The Process of Implementing Communicative Language Teaching (CLT) in Korean Secondary Classrooms

Hyun Hee Kim

Research shows that Korean EFL teachers have encountered difficulties in the process of implementing Communicative Language Teaching (CLT) in their classroom practices (Li, 1998) since pedagogical change, intrinsic to implementing CLT, was introduced in EFL teaching in Korea. Realising that "the grammatical syllabus does not help much to develop learners' communicative competence" (Li, 1998), the Korean government decided to introduce CLT into English teaching at secondary school level and the Ministry of Education first issued a CLT-based curriculum in 1990s. This CLT-based curriculum was issued with prescriptions regarding the aims, principles and methods of English language teaching and learning, its contents, approaches and evaluation methods. The movement "from a knowledge-based curriculum to one centring on life situations and individual needs of learners" (Hong, 1983) continued along with government-initiated massive curriculum changes. These gave birth to the Seventh National Curriculum, which is the national guideline for English teaching at Korean middle schools from 2001 in order to introduce a more communicative approach with all four-macro skills of communication included. It highlights communicative competence as "the ability of language learners to interact with other speakers of English in real-life situation" (Development Committee, 1997). It is also a learner-centred approach, its focus being on the learning process as essential features of the language classroom. This new curriculum lays down that the objectives of learning should reflect the needs of the learner, that learning activities should involve real communication, and that learning tasks meaningful to the learner.
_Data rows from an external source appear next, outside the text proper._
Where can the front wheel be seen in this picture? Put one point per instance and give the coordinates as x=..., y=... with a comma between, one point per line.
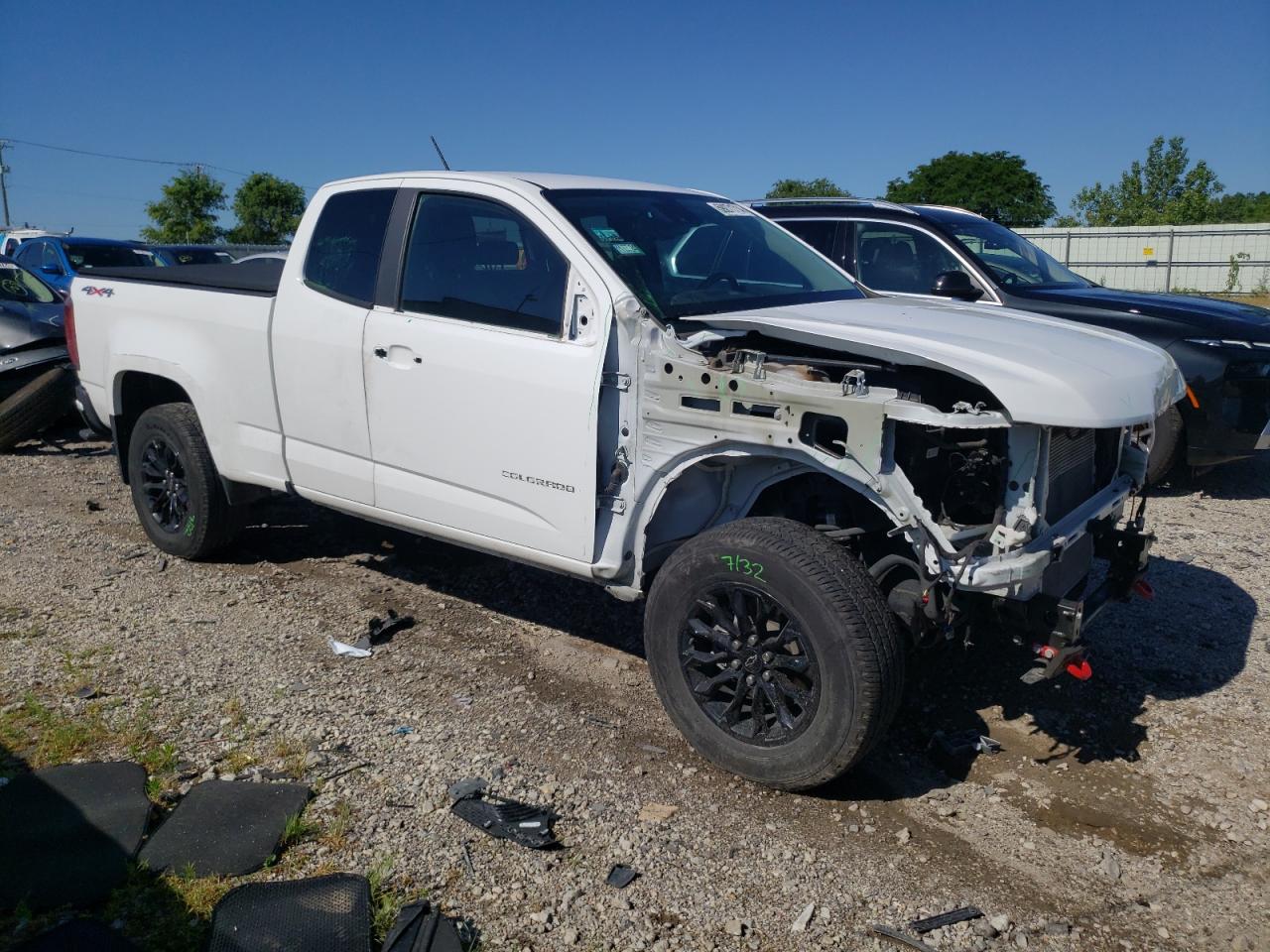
x=774, y=652
x=176, y=490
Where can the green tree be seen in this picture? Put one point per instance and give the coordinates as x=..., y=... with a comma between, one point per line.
x=1241, y=208
x=187, y=211
x=998, y=185
x=807, y=188
x=1166, y=189
x=268, y=209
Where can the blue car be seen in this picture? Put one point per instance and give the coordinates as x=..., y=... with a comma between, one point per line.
x=59, y=259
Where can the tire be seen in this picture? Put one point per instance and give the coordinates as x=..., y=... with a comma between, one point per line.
x=1166, y=445
x=37, y=405
x=838, y=699
x=176, y=490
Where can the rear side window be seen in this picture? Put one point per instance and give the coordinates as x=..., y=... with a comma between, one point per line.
x=480, y=262
x=344, y=250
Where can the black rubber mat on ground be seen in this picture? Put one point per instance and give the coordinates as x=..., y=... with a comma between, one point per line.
x=223, y=828
x=67, y=833
x=79, y=936
x=324, y=914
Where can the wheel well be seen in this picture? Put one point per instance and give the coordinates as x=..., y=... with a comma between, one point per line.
x=135, y=394
x=724, y=489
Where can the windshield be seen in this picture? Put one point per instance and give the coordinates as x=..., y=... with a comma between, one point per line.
x=87, y=257
x=1011, y=258
x=18, y=285
x=685, y=254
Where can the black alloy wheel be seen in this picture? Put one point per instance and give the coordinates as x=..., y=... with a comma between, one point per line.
x=748, y=665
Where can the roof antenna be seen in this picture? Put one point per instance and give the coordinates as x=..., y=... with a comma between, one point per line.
x=443, y=155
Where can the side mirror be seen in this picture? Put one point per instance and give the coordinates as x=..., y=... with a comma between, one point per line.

Such measures are evidence of an awareness at top levels of government of the importance of English education. However, Li (1998) indicates that teachers in Korean secondary education have perceived difficulties in implementing these policies for various reasons (e.g. large classes, grammar-based examinations, teacher-deficiency in spoken English, lack of training in CLT). All these constraining factors facing teachers encouraged to adopt CLT in their teaching cause CLT to remain as an ineffective approach in Korean secondary classrooms. It is inappropriate, however to speak of "constraints" existing in Korea as being responsible for perceiving CLT as ineffective, since all is considered to be surface level of barriers to implementing pedagogy-induced changes. Thus, the study will further investigate the realities of English Language Teaching in Korean secondary schools to support to move towards a CLT-oriented classroom in both teachers' perception and classroom practices. The focus is on addressing the lack of understanding of language and CLT and ill-formed classroom practices which teachers might bring to their teaching. Data will be obtained through questionnaires and interviews.